In today's Irish Independent, an article by Eilish O'Regan highlights that hospitals are finding it increasingly difficult to fill posts for 'yellow pack' consultancy jobs. Although the evidence is not completely convincing in that only 21 of the 104 offers had to be re-advertised, it is backed up with anecdotal evidence and on a personal level, it's what I am hearing on the ground too.
You can read more about it here â‚¬116,000 hospital jobs go unfilled - Independent.ie or indeed, buy the paper and support Irish jobs (regardless of your opinion on the newspaper).
The central issue is that the jobs in question have seen their salaries slashed - consultants for public only patients from €166,000 to €116,000 and public/private from €156,000 to €109,000. As you may be aware, once your salary is in excess of €33,000 you are effectively paying a tax rate of 52% after all the USC charges etc. are taken into account.
It comes as no surprise then, that doctors, particularly home-grown ones (expensively educated by the Irish taxpayer) are gladly fleeing this country heading for destinations where their skills are remunerated fairly, and/or where the politics of hospital life come second to patients' welfare.
This brings into question the quality of personnel that the HSE are hiring. After all, to get the best person for a job as critical as a consultant is, you want to ensure that you get a strong set of applicants, and proceed through a rigorous process to find the best candidate. I doubt very much that the HSE would be able to commentate on their recruitment process on an individual basis, but if only one or two applied for the job in question, are we merely 'making do' with whatever person walks off the street who has the academic qualifications, but not the ability?
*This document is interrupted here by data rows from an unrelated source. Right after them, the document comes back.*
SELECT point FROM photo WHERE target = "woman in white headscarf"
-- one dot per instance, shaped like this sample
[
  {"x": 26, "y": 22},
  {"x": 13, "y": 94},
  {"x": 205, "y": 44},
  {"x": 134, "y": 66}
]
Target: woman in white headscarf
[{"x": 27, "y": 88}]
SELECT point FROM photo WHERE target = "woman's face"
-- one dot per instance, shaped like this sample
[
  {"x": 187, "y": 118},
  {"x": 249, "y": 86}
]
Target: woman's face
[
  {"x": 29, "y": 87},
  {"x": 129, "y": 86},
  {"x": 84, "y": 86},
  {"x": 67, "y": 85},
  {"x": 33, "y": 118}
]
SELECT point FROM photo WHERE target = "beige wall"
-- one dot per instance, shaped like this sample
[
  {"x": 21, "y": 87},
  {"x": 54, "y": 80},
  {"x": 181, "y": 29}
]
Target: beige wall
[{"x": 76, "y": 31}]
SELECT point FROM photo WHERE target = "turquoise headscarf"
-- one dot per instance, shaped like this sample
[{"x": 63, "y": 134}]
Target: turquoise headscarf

Remember, apart from providing life-saving operations, consultants are also critical in the prevention of serious illnesses by spotting and eliminating early signs of diseases, that provide economic trauma to the HSE and personal trauma for the patient.
My basic point is this though. Regardless of what side of the fence politically you are on, people must realise that failing to provide consultants with salaries that attract the best rather than the dross, will have a detrimental and far more costly effect on our health system, and yes, before people jump up and down, this includes nurses too.
Why then, whenever we question the salaries paid to financial advisers, political advisers, staff in NAMA, staff in the Irish banking system, we are always told that without these kinds of salaries, we would never attract the quality of personnel required to run these institutions effectively?
Are financial consultants more important than medical consultants?